CHAPTER TWENTY-EIGHT
Ben is wearing a white button-down, untucked, and a pair of dark jeans. He’s sitting on the couch in my office, and in this minute-long clip from the Final Recovery folder, I see myself walk over and stiffly sit beside him, my posture slumped as though I’m trying to make myself smaller. The words I say are so quiet that the microphone barely picks them up.
“I think we’re broken . . .”
I seem relaxed, as though I’ve rehearsed it, even though I hadn’t. As though I’m only telling him about the amount of caffeine I consumed in order to complete the NASA presentation by three that morning.
I seem certain about it, but inside I’m a bundle of nerves, riddled with uneasiness. Hoping he’ll resist. Or protest. Make me change my mind.
He looks like someone has just knocked the wind out of him. There’s confusion in his eyes, like maybe he thinks I’m kidding. Then it registers and his jaw slackens.
“What do you want to do?”
I didn’t know how to answer because I never considered divorce. Until I did. I can’t pinpoint when things shifted. A year ago, maybe. It would be easy if it were one thing—an argument, a fight, or an unreasonable decision he made—but there wasn’t any one thing. Things were good, then okay. Then bad for so many months I didn’t even notice we weren’t limping along anymore. We were broken.

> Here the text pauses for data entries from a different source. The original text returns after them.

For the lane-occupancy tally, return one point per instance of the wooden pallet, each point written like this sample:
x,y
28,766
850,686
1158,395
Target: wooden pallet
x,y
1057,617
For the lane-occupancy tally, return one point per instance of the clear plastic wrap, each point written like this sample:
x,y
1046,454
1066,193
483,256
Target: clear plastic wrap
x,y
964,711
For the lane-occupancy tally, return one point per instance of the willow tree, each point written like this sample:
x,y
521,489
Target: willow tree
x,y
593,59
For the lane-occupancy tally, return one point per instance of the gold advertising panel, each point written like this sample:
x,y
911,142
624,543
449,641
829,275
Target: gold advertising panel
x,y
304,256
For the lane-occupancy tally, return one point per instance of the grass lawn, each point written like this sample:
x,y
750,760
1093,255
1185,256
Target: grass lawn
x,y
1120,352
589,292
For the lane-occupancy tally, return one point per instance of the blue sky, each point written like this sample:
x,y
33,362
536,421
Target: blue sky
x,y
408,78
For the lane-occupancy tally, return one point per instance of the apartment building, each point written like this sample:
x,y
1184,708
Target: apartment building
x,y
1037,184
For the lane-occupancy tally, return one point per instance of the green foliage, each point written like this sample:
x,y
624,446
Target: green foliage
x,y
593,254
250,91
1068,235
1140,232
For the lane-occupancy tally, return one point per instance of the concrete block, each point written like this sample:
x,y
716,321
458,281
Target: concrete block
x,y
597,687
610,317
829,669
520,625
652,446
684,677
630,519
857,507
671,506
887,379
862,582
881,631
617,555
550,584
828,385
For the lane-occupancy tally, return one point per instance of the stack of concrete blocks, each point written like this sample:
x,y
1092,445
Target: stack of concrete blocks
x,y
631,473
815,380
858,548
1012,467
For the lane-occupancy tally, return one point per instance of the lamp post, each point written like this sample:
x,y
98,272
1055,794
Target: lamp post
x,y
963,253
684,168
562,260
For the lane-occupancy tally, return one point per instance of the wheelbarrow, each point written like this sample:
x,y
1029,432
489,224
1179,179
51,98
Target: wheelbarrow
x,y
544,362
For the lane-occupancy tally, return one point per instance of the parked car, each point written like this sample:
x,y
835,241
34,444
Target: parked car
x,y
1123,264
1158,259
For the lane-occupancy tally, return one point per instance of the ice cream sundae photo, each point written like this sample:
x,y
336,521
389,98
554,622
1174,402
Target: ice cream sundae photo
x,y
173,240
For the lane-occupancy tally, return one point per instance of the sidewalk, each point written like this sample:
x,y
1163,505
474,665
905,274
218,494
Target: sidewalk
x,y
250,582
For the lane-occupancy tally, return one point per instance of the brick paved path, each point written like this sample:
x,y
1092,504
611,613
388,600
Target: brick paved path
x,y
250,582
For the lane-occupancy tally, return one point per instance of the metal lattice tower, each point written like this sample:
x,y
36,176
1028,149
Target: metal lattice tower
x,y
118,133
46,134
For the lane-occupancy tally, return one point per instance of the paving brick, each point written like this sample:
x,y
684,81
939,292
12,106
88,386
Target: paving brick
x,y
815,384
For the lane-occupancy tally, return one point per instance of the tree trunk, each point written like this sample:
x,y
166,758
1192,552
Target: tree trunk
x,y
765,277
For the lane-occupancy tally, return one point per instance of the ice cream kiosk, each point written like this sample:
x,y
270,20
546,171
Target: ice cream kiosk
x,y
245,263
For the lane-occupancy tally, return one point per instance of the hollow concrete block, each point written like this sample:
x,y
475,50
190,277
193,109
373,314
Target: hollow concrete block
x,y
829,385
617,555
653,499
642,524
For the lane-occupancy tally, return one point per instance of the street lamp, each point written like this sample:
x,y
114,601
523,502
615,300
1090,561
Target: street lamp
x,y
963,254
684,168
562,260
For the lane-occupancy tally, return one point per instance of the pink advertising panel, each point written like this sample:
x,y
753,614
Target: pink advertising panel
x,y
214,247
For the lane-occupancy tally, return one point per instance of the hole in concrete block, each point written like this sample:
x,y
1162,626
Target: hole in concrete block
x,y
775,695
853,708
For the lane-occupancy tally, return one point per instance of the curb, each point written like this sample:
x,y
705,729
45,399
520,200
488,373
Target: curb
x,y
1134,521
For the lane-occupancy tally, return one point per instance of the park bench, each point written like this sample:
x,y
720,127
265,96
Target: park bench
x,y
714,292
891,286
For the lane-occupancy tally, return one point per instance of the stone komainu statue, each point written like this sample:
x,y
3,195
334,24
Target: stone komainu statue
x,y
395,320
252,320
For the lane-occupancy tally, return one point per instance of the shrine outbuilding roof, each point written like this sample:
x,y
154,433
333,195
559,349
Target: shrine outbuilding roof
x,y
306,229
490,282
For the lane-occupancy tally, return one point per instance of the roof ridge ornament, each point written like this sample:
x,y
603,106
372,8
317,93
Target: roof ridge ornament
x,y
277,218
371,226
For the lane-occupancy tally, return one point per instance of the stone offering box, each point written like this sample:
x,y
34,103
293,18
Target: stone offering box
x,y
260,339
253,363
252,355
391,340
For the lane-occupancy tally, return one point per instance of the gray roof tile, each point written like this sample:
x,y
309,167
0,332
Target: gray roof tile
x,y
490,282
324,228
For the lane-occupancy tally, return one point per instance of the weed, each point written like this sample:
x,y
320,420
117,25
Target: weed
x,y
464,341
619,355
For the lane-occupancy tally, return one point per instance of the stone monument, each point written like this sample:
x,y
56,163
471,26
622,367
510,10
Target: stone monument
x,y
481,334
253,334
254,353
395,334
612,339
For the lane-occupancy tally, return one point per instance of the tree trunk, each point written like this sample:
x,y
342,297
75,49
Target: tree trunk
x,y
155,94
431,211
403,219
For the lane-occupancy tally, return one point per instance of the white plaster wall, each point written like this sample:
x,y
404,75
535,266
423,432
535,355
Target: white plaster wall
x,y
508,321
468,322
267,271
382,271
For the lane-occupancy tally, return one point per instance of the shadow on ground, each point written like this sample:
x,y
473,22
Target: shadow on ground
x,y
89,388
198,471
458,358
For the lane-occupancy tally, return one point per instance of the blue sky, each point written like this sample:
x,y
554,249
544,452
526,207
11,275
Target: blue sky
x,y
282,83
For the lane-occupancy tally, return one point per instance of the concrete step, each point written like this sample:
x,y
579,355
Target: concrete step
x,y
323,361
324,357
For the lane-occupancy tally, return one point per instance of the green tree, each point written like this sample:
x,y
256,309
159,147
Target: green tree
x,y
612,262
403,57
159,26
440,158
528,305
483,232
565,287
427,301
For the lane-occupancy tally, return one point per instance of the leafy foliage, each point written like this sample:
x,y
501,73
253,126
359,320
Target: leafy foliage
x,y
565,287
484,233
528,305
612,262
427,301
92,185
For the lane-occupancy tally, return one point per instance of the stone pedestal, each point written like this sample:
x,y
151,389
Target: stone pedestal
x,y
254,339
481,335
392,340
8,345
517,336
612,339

“Neither of us has been happy in a long time,” I say.
The words seem to crush him, yet his voice is tender. “I know.”
“When was the last time we spent any time together? Or we were happy when we did?”
He draws a deep breath. “It’s been a while. But we’re both at a place in our lives and careers where things are stressful . . . we’re building things.”
“And when we are together, we can’t ever seem to agree anymore. Everything is a battle.”